Basil
elucent (41)

The Basil Programming Language

Hello! Basil is our (@basilTeam: @elucent, @minchingtonak) entry to the Repl.it language jam.

Unique Compilation

The goal of Basil is to try to have it all - high-level language features like macros, dynamic code evaluation, minimal type annotations - without any of the runtime costs normally associated with high-level languages - large runtime systems, slow performance, high memory use.

To accomplish this, Basil makes use of a novel system to compile its code. The main innovation is that the Basil compiler is actually an interpreter, able to interpret any Basil expression. When it gets to an expression it wants to save for runtime, it wraps it up and saves it to the end of the program. These runtime values propagate and result in an expression tree of all code reachable at runtime - notably without unnecessary operations between constants or dead code. Basil also statically type-checks this tree, so none of the code it ultimately compiles incurs a dynamic typing or boxing overhead.

Expressive Freedom

The primary goal of Basil as a language, however, isn't just speed. Basil exists to help programmers express complex problems in natural ways. While keeping Basil totally compiled and statically-typed, we've managed to implement the following features to enable uniquely customizable syntax:

  1. Simple, homoiconic code! Basil is a Lisp dialect at its core, and has extremely simple base syntax with no reserved words and few special symbols.

  2. Extremely simple macros! Only one primitive for code interpolation/evaluation, as opposed to the three or so usually present in Lisp dialects.

  3. User-defined infix functions and macros! Can have any arity (unary, binary, or more!) and custom precedence.

  4. Mixfix function syntax! Functions can be defined with keywords in their argument lists, to help break up high-arity function calls into natural-language phrases.

Implementation Details

The Basil compiler was implemented entirely within the language jam, almost entirely from scratch in C++. Only two libraries were used (both created before the jam):

  1. Jasmine, a runtime x86_64 assembler and object format.

  2. Collections, an alternative C++ standard library.

Everything else is totally original, created since August 10th.

The Basil compiler has no runtime dependencies other than libc, and the entire compiler and runtime fit comfortably in under 400 kB.

The code is first tree-walk interpreted by the compiler, using dynamically-typed Basil values to represent code.
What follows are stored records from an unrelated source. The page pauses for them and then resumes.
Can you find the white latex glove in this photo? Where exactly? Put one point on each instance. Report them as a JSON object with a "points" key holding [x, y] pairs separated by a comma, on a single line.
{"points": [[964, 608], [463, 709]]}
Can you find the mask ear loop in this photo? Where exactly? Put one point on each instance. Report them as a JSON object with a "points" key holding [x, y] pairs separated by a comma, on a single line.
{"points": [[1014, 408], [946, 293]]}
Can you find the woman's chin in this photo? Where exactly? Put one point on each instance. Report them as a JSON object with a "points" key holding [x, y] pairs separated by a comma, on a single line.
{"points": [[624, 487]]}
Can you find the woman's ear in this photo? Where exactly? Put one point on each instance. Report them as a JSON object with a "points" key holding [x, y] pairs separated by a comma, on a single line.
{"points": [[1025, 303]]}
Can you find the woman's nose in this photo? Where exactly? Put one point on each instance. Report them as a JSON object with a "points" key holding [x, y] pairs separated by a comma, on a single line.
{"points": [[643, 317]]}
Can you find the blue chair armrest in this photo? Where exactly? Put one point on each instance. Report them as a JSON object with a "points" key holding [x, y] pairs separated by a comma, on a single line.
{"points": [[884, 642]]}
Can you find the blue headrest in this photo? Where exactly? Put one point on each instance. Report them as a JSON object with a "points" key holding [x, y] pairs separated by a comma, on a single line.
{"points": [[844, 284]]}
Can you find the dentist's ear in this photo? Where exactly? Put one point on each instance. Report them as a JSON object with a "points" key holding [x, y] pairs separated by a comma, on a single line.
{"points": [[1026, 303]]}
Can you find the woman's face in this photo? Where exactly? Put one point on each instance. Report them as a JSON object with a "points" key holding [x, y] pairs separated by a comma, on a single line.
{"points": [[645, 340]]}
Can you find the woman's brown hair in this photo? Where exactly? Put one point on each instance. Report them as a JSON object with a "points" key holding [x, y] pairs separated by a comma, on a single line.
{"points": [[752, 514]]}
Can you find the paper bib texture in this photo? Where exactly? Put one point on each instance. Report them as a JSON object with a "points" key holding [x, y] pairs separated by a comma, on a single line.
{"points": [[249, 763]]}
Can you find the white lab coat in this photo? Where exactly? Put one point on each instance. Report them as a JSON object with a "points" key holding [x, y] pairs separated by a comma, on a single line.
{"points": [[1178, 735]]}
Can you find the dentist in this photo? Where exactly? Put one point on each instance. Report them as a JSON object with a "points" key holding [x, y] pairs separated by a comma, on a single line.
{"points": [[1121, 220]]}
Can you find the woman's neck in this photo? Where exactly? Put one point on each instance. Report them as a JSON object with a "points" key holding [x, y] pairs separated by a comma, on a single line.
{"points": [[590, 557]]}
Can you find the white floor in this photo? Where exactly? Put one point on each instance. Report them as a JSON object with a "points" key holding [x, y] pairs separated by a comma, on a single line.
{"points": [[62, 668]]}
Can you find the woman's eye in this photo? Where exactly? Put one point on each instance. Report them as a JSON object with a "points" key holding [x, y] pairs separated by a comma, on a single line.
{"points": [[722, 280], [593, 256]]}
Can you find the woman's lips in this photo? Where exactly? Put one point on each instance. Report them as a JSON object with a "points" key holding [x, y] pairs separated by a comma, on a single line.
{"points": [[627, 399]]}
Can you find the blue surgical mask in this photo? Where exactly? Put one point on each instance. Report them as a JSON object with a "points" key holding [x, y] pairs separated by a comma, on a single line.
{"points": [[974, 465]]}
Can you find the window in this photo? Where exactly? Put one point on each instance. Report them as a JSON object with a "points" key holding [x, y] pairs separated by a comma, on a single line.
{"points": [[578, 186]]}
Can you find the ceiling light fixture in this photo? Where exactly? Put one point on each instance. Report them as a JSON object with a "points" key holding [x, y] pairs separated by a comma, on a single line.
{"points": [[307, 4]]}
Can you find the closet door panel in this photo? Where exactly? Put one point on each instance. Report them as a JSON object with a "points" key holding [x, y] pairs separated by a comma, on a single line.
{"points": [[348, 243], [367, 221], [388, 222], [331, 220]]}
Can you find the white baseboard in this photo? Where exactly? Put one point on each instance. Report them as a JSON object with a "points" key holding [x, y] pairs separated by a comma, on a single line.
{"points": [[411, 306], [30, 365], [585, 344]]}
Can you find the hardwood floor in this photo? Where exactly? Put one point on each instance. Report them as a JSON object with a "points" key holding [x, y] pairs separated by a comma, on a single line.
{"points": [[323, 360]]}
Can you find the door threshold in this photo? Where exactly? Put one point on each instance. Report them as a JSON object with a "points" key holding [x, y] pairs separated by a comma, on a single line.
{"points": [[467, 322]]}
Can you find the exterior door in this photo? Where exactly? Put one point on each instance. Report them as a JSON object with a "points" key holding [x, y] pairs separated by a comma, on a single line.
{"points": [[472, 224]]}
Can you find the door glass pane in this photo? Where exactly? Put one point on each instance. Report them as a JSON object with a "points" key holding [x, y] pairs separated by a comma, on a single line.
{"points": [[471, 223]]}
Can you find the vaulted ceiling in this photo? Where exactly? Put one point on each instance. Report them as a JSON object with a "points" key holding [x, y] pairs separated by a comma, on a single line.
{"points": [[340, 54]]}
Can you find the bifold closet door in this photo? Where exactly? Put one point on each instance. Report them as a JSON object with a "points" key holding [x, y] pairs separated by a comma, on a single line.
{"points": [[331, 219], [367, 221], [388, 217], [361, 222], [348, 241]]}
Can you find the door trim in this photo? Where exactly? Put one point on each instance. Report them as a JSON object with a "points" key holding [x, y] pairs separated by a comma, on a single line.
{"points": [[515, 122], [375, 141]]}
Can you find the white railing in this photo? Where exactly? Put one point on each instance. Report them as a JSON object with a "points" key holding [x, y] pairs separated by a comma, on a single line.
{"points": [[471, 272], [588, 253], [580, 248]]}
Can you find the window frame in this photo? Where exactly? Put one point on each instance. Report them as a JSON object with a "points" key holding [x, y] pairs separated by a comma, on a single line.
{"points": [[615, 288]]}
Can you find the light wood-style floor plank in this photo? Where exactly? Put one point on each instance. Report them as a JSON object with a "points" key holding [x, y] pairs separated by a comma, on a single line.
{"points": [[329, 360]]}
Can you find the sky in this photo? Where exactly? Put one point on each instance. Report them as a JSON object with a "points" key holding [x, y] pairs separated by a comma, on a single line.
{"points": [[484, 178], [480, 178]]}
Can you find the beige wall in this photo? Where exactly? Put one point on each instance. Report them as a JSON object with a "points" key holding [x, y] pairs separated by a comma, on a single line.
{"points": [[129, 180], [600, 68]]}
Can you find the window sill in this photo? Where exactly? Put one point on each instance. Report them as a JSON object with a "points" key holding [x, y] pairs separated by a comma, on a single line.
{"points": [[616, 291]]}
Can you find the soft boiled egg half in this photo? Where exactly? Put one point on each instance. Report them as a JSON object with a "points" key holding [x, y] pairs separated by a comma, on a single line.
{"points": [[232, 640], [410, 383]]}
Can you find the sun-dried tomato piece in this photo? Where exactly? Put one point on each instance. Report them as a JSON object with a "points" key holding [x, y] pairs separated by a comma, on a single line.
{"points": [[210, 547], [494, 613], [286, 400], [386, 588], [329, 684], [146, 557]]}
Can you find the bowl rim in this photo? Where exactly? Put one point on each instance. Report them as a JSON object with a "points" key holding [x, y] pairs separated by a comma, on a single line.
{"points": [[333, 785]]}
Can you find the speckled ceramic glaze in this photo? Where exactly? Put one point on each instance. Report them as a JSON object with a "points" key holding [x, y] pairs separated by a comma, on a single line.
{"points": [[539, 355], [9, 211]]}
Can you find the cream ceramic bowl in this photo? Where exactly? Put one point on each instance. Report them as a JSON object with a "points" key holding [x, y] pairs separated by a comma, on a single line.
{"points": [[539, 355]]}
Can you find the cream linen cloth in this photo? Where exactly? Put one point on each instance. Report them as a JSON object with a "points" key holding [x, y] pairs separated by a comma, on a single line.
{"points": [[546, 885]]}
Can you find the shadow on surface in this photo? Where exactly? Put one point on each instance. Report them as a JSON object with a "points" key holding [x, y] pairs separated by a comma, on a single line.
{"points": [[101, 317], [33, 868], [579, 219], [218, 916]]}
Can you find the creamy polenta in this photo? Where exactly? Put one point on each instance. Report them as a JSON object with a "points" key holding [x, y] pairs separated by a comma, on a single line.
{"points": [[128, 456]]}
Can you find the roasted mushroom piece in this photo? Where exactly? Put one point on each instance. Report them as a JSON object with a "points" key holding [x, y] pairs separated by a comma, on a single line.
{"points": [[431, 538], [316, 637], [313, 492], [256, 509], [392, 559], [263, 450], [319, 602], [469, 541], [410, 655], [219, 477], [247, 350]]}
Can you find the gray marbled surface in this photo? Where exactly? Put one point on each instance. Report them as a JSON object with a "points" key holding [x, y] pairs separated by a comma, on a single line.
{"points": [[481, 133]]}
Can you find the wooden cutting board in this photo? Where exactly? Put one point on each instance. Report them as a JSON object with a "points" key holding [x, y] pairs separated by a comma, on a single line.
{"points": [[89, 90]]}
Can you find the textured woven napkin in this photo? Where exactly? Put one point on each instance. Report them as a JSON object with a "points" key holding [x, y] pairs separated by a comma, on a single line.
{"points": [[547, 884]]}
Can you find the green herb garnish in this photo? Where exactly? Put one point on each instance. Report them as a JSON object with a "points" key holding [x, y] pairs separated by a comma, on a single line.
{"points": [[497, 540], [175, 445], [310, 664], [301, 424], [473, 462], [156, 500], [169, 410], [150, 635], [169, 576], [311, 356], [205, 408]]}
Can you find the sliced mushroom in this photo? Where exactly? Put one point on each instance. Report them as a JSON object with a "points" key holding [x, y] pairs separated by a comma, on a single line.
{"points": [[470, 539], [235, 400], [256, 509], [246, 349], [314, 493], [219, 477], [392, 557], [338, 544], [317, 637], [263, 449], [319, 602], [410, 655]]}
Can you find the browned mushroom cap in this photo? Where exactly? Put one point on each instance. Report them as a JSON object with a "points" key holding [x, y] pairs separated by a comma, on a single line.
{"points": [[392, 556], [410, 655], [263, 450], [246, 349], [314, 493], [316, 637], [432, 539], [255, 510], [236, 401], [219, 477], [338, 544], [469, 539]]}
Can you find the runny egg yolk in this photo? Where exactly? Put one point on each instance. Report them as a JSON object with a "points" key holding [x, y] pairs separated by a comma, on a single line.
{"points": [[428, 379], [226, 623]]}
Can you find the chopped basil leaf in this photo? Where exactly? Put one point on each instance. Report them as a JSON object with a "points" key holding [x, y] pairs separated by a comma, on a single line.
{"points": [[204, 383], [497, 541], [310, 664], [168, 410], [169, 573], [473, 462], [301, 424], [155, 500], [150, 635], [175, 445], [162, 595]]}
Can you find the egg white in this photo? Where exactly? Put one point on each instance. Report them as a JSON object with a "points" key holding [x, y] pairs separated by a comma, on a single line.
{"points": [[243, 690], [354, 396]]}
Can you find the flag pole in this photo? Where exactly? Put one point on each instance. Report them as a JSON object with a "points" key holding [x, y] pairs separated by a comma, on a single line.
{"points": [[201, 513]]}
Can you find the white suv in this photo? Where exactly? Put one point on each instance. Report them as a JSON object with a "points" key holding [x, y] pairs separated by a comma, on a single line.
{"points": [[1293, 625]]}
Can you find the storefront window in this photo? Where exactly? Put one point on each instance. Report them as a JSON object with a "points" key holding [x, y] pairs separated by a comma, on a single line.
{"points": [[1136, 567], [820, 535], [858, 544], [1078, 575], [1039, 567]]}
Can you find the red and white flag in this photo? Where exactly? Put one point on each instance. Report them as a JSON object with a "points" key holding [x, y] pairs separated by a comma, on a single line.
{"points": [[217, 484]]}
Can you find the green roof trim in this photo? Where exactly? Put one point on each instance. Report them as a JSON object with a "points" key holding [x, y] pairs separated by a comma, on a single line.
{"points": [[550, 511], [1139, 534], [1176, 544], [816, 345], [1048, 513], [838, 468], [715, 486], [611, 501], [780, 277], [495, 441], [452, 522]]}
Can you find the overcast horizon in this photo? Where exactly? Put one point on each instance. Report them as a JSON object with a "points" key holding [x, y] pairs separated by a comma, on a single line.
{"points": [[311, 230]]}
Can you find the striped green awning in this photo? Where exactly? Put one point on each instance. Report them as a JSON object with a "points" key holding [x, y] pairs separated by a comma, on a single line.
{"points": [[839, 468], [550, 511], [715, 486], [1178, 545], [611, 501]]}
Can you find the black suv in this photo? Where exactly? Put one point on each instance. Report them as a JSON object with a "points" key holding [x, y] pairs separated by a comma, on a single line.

This is then lowered for runtime values to typed nodes, which are then lowered to a simple IR and then to x86_64 machine code. This code is then linked, loaded and executed just-in-time by the Basil environment.

Try It Out!

The best way to give Basil a try is to work through the interactive tour! It walks you through every core Basil feature, from the basic syntax to infix macros.

You can also try running the Basil REPL. You can reach it by exiting the tour on the project page, and then running ./basil in command line. The REPL mode features a number of commands to view compiler intermediates or generated assembly, so if you're curious how that all fits together give it a shot!

If you're curious how some part of the project works, or are looking for a list of all the language's features, take a look at our README for a somewhat informal language specification.

Support the Project

If you liked the project, consider giving us a star on GitHub, or following the devs (@elucentdev, @minchyAK) on Twitter!

If you'd like to get in touch (with a question, suggestion, etc), the best way to reach us is on Twitter or Discord (our handles are elucent#1839 and minchy#2474).

Thanks so much for taking a look at our project! It was a lot of fun making it, and we're going to be continuing work on it past the jam - so stay tuned! :)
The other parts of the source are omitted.